When the nurse took off the band-aids, she remarked, “These band-aids were a good idea to keep this cut closed until you got to the emergency room.” Mom looked at Dad accusingly and Dad smiled with confidence.
Dad didn’t think Luke needed stitches at all, while Mom thought she could see the frontal lobe of Luke’s brain through the cut. When the doctor came in the room—it was actually a curtained-off area where we could peek at the mutilated and intoxicated on either side of our little rectangle of concrete floor—he took one look at the cut and said, “Wow, who did this to you?”
Luke smiled, mostly because somebody thought he’d been in a fight bad enough for the cut on his nose. To tell the truth, none of us had been in a fight that bad yet, but Joe and I could lie well enough to at least convince people we had been. Poor Luke—bad liar.
When the doctor reached for the needle, we knew that Mom was right and we knew that the unified front was over. At least we thought we knew.
There’s something about my parents that we didn’t know about: while they agree on the rules of the house, they maintain those rules differently.
Need some help with homework? Mom’s your best bet. Dad has the attention span of a fruit fly when it comes to stuff like making posters or memorizing the Gettysburg Address.
Gonna get punished? Gamble on Dad. Mom’s just too creative to risk a punishment on. She might think up something weird like having you dig an irrigation ditch with a baby spoon or something.
Are you sick, or injured? Well, we found out which one we needed to go to: Mom.
After the doctor finished stitching Luke’s nose, he ended up with eight stitches. Luke didn’t get a stitch or two just to close the up the wound or to make his face look right again. The doctor wasn’t humoring anybody. Luke got eight stitches legitimately. The boy actually needed them.
It took us about two seconds to reflect on the situation: Dad was way off in his diagnosis. Our world began to spin. We had a million questions. Did this mean that Dad was going to be off on everything? Could we trust him to “feel our head” for a fever or to look at our throats to see if we had malaria? Standing in that hospital, we had our answer: no way.
Before you get too rough on old Dad, remember: he’s not Mom. He has a major definition deficiency when it comes to sickness or injury. He went to the same school of diagnosis that football coaches and drill sergeants attend. In fact, most of his diagnoses were flashbacks from his days as a boxing coach. He couldn’t read the nuances of health that many professional must be able to read. He couldn’t just take a look at one of us and know we were sick. Mom could. Dad could not.

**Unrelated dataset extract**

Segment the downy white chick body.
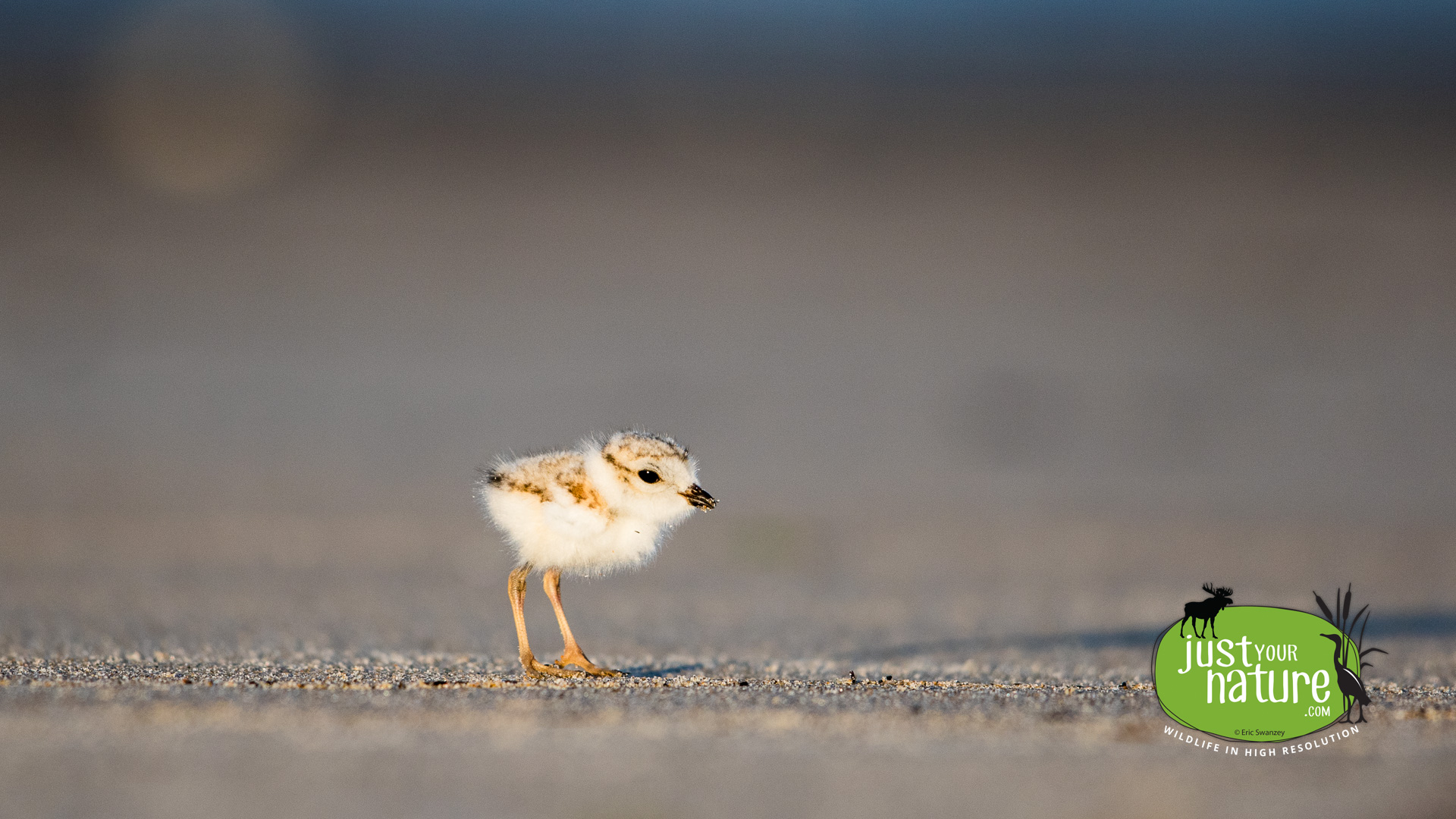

Even obvious stuff like a chopped up nose gets by Dad. Like a colorblind man who can’t tell the difference between brown and red, Dad has a difficult time determining what an injury is and what is not.
After Luke got his stitches, we tested the “unified front” and we failed. They were still as unified as ever, and we discovered that fact quickly. When we got hurt or sick, though, we didn’t ask Dad’s opinion. And Luke was more careful about how he put his toys away.